Monday, August 2, 2010

Uncle Scrooge in “A Game of One-Cupmanship”. Review and Comments.


If anyone would like to see a full-blown review of the story I dialogued for UNCLE SCROOGE # 380, click on THIS LINK to visit the Blog “Duck Comics Revue” by our friend GeoX.

You’ll find his lengthy, illustrated review and my lengthy follow-up comments.
Visit Duck Comics Revue regularly. It’s unique and its fun.

And, what the heck, as long as links are wild, here’s my own original announcement of the story from 2008.

Had enough?

Yeah, I thought so!

6 comments:

Faster, Harder, More Challenging GeoX said...

Hey, thanks for the plug. It is most appreciated. We do our best.

joecab said...

Man he's a tough reviewer!
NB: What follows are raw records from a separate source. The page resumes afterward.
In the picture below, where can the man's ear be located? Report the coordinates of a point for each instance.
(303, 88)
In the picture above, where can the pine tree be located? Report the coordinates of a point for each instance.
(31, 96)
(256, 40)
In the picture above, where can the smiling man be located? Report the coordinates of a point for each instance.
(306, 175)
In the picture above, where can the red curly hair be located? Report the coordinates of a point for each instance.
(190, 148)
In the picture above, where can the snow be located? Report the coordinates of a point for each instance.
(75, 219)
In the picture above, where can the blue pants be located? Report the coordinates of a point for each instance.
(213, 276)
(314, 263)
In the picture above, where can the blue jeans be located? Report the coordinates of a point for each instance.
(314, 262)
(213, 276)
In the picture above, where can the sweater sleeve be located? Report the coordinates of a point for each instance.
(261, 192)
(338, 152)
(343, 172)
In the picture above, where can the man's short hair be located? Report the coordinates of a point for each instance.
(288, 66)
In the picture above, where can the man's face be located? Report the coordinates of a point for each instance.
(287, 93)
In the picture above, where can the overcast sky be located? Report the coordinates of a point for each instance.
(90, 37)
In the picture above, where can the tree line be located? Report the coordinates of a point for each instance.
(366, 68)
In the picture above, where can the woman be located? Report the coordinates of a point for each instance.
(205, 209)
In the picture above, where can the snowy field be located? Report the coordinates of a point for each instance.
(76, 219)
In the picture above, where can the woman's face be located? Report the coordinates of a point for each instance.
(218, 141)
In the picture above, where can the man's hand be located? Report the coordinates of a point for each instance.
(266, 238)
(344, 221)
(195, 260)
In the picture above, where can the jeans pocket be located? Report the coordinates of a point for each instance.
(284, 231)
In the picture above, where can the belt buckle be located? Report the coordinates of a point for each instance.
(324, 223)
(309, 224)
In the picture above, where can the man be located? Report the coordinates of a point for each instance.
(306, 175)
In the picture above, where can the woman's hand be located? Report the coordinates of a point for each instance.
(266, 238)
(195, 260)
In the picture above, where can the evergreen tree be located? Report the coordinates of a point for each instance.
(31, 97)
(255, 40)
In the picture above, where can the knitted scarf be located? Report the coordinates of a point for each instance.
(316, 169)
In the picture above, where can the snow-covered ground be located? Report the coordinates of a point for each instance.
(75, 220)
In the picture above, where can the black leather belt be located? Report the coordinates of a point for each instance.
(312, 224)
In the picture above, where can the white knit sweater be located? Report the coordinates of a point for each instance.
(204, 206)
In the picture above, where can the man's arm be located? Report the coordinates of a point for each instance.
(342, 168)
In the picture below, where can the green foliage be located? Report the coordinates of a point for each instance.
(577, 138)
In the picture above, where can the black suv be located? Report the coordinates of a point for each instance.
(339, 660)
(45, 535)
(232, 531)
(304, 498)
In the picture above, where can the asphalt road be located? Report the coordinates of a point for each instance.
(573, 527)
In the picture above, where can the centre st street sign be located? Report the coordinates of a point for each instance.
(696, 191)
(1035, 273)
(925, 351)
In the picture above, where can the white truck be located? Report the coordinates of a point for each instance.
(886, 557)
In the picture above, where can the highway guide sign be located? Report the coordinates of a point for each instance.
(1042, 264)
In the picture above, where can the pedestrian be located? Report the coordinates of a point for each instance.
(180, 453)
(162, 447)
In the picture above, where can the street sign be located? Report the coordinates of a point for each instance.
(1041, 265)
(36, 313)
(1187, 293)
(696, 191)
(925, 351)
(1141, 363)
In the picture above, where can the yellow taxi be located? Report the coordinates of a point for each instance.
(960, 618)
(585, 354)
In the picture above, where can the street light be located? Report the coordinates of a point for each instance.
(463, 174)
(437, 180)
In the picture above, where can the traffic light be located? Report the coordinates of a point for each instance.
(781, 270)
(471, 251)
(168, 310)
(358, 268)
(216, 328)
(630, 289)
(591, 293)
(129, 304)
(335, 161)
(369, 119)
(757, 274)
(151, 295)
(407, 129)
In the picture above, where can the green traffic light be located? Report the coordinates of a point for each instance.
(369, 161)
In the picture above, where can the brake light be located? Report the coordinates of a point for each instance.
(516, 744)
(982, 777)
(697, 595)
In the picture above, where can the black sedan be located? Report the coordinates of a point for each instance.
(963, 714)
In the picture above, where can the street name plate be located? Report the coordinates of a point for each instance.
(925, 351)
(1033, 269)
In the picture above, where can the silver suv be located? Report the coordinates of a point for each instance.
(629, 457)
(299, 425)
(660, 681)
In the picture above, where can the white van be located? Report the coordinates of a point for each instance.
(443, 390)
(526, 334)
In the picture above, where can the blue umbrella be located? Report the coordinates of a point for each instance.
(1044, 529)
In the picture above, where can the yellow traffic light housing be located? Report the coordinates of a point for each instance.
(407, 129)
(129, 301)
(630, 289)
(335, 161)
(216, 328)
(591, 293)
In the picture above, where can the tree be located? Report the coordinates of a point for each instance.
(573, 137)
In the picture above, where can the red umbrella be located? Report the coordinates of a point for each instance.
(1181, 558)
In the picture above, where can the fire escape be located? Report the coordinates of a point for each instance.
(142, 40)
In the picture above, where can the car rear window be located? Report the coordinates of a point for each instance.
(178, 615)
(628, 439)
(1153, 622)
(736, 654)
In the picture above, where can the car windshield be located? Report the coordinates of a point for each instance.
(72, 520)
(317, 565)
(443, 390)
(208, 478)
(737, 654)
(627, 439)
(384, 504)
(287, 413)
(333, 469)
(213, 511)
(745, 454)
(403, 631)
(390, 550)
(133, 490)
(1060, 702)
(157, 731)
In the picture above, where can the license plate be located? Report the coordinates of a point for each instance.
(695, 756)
It felt like he read a little too much into it rather than just sit back and enjoy it more, but to each his own. I liked it just fine.

Modern day references are also okay by me now once I simply decided that Don Rosa is the only creator I expect to keep everything tacitly frozen in the 1950sof the average story by Unca Carl.

Joe Torcivia said...

Joe:

If nothing else, our friend “Geo” is certainly opinionated!

But, with that, comes an interesting read – and a good reason to make his Blog a regular stop. I enjoy his in-depth duck dissections whether or not I agree with his take.

For my part, I like taking what Carl Barks did so magnificently in the ‘40s thru ‘60s, and placing it in more modern times – while, whenever possible, also placing it squarely in “his universe”. And, as I pointed out in my comments, even Unca Carl advanced his stories solidly into the ‘60s – and would, no doubt have continued to do so had he worked on into subsequent decades.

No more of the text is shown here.